If any politician tries to win an election by turning America into a battle of us vs. them, we're going to respond with a politics that says that we're all in this together -- that we want to raise our children in a world in which they are not taught to hate one another, because our children are not born to hate one another.

We're going to talk about justice again in this country, and what an America based on justice should look like -- an America with justice in our tax code, justice in our healthcare system, and justice in our hearts as well as our laws.

We're going to talk about making higher education available to every young person in every neighborhood and community in America, because over 95 percent of people with a four-year degree in this country escape poverty.

We're going to talk about rebuilding rural communities and making sure that rural America can share in the promise and prosperity of the rest of America.

We're going to talk about investing in more small businesses instead of subsidizing huge corporations, because small businesses create seven out of every 10 jobs in this country and they don't move their jobs overseas -- and they can help revitalize troubled communities.
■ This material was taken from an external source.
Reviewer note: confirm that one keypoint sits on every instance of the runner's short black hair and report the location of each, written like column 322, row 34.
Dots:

We're going to make it easier for everyone to get a small-business loan wherever they live and whatever the color of their skin.

We're going to talk about rebuilding our schools and our roads and our public spaces, empowering people to take pride in their neighborhood and their community again.

We're going to talk about building prosperity that's based on more than spending beyond our means, a prosperity that doesn't force us to choose between working long hours and raising our children, a prosperity that doesn't require a mountain of debt to sustain it, a prosperity that lifts up every one of us and not just those at the very top.

The politics of race and the politics of fear will be answered with the promise of community and a message of hope.

And that's how we're going to win in 2004.

At the Democratic National Convention in 1976, Congresswoman Barbara Jordan asked, "Are we to be one people bound together by common spirit sharing in a common endeavor or will we become a divided nation?"

We are determined to find a way to reach out to Americans of every background, every race, every gender and sexual orientation, and bring them -- as Dr. King said -- to the same table of brotherhood.

We have great work to do in America. It will take years. But it will last for generations. And it begins today, with every one of us here.

Abraham Lincoln said that government of the people, by the people and for the people shall not perish from this earth. But this president has forgotten ordinary people.

That is why it is time for us to join together. Because it is only a movement of citizens of every color, every income level, and every background that can change this country and once again make it live up to the promise of America.

So, today I ask you to not just join this campaign but make it your own. This new era of the United States begins not with me but with you. United together, you can take back your country.